The experience of terror or fright can be used to induce the experience of conceptless, nondual aliveness. Shambhavi talks about the role of fear in direct realization sadhana. A podcast from Satsang with Shambhavi
Podcast First Words
There’s actually a lot of writing from the 18th and 19th centuries in Europe about terror and its relationship to awe. Terror has something of a larger size than fear. And according to the European philosophical tradition, there’s something grand about terror. There’s something magnificent about it. In feeling that kind of overwhelm, one also feels a kind of awe of nature and of the size of things that can happen.
This idea of terror really fascinated a lot of European philosophers at one point in history. I don’t really remember the details, but Emmanuel Kant wrote about it. But in any case, there’s sort of something about the shear size and power of it that has a kind of magnificence and awe-inducing factor. This is why we try to induce that feeling when we go to the movies. And it always involves something very, very large or something very grand.

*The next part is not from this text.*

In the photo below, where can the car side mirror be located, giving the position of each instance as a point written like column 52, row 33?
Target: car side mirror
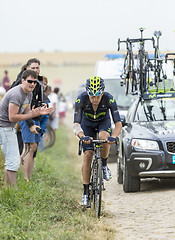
column 123, row 120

So there’s that aspect when we’re encountering the threat or even the thought of chaos. That’s something that’s so outside of most of our everyday experience.
I think that’s true especially in this country because so many people—especially people who have a lot of privilege—have certain concepts about what this country is, what can happen, what can’t happen, and about stability and democracy. All of that is really getting blown out of the water. Now we’re seeing—if we didn’t see it before—how fragile our system really is. How fragile we are.